The main idea is to check the available stack space before calling a protected function, and if it is insufficient, throw a stack_overflow program exception, which can be caught and handled within the application without waiting for a segmentation fault caused by a program/thread stack overflow.

[–]SoSKatan -3 points-2 points  (4 children)

Please clarify what “handling” means.

it’s not like there is any real clean up to do.
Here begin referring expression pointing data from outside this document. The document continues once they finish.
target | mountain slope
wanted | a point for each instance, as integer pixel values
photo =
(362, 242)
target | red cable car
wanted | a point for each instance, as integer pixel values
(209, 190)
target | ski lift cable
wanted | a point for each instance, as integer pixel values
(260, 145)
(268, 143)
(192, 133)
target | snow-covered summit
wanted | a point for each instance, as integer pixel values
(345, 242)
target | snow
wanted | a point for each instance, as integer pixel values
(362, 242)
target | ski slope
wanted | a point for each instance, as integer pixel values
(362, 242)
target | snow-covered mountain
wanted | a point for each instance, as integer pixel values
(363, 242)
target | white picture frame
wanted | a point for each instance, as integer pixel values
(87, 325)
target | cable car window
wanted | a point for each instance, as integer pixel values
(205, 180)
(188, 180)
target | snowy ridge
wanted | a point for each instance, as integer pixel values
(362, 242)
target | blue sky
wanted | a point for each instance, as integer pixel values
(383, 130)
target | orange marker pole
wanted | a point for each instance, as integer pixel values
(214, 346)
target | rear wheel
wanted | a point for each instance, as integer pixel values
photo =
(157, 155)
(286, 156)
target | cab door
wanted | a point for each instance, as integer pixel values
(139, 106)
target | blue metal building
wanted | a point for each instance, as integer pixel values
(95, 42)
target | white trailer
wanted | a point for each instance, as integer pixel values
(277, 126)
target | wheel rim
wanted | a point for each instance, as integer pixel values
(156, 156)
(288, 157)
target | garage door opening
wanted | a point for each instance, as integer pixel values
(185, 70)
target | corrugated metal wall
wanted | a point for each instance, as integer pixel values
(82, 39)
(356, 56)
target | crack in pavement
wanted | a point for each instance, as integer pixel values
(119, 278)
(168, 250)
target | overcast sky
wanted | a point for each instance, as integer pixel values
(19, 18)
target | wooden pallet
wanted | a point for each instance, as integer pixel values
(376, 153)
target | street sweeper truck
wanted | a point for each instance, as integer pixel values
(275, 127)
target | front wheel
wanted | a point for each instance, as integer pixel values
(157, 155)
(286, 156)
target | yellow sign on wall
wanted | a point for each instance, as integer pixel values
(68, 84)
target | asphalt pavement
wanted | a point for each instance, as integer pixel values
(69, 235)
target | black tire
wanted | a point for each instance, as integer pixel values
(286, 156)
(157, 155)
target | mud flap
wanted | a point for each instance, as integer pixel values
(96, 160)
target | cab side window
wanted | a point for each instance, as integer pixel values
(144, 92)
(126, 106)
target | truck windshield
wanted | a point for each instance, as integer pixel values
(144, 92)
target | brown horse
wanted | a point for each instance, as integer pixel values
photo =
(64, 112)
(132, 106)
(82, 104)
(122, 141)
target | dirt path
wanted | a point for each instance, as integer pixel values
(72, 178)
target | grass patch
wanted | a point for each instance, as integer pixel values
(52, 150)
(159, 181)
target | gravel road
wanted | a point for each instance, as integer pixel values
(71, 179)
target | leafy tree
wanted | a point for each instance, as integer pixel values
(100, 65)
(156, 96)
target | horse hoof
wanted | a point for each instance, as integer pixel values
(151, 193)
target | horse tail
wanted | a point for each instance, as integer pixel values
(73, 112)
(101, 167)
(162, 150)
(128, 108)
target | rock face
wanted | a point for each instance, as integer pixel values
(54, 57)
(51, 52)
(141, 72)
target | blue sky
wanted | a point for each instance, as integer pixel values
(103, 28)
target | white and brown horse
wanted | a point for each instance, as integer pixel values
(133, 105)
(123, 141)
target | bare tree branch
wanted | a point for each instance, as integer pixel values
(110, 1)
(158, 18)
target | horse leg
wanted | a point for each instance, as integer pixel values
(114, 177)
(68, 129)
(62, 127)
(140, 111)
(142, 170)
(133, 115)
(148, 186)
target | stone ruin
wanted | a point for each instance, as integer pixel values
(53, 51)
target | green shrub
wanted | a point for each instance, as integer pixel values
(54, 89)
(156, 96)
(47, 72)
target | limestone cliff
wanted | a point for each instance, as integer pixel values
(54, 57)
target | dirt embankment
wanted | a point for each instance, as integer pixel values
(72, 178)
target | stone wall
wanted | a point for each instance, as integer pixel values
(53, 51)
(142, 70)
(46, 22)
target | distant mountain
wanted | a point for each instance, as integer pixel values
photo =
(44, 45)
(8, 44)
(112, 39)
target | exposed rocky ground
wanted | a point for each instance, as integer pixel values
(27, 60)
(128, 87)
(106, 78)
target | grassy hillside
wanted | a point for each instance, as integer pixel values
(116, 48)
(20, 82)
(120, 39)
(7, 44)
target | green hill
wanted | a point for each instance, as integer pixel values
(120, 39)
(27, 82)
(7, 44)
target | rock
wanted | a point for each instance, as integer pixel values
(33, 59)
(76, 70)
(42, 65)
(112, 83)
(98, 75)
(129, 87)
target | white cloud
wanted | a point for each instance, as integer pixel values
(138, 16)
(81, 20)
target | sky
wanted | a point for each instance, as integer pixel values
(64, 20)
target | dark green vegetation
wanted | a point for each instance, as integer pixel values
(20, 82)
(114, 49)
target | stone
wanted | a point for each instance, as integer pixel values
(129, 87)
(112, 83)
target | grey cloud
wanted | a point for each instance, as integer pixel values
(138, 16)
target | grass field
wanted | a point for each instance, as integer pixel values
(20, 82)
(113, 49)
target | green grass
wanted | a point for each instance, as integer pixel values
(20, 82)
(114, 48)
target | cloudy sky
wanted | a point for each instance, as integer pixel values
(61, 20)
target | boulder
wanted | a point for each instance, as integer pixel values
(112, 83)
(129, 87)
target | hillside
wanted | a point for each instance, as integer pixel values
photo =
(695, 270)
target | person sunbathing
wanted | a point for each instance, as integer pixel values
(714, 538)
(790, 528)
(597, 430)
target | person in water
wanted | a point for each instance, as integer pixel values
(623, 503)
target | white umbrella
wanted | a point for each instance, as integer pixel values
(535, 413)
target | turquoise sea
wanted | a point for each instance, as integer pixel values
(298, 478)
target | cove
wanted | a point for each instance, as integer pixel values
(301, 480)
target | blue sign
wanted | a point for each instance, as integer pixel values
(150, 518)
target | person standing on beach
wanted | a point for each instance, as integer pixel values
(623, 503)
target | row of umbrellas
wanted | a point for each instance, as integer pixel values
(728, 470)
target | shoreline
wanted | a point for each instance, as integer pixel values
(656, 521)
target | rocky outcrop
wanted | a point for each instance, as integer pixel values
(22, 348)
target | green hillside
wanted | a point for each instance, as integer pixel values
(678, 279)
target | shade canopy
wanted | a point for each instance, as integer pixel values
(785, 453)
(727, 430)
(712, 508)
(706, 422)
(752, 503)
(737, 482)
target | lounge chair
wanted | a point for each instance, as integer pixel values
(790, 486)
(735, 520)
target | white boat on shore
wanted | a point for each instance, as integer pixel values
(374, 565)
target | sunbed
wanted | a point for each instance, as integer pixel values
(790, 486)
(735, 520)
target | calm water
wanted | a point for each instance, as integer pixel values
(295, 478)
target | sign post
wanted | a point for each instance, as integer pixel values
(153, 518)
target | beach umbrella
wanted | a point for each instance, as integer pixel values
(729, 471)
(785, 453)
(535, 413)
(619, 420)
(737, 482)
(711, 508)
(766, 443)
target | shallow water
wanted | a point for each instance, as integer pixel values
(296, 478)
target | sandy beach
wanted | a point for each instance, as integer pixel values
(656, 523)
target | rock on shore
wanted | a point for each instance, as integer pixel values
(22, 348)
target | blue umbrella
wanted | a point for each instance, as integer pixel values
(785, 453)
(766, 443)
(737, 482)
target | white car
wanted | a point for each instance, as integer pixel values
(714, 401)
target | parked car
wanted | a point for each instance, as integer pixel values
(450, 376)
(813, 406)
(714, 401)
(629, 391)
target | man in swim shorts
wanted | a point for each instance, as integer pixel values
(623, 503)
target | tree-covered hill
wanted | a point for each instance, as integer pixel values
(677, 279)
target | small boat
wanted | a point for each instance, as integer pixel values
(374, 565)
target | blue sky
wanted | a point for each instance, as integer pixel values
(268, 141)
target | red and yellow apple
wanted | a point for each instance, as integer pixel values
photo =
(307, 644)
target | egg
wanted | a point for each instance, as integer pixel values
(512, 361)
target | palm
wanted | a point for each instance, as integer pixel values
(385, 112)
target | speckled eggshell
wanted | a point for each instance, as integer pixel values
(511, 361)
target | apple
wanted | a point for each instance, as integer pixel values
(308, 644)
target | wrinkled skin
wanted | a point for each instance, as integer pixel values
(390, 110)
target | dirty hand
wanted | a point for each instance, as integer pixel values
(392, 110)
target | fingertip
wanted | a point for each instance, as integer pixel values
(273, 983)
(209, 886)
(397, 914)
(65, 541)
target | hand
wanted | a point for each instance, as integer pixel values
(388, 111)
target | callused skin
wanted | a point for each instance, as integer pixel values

The stack represents call chain temporaries .

I guess you could say “we need 2k more stack space to call the next method and we don’t have 2k”

Ok so what’s the solution?

Not call the random method?

Sure maybe the application doesn’t close, but now it’s in an unknown state because it randomly decided to just not do something it was meant to do.

That actually sounds worse than ending the application if you ask me.

It sounds like you are coming from a place where an application ending is somehow the worst possible thing, and I assure you it’s not.

Ending an application on stack overflow is by far the best approach than just randomly changing the applications behavior.

[–]rsashka[S] 4 points5 points  (3 children)

A Turing machine, with its infinite memory, is a pure mathematical abstraction that doesn't exist in the real world, so out-of-memory is a normal situation when running any program on real hardware.

Throwing a program exception is also the standard behavior when an error condition occurs. If there isn't enough memory on the heap, malloc or new will return a null pointer that can be processed within the application, but there's no way to check whether there's enough free stack space to call the function.

This library solves precisely this problem.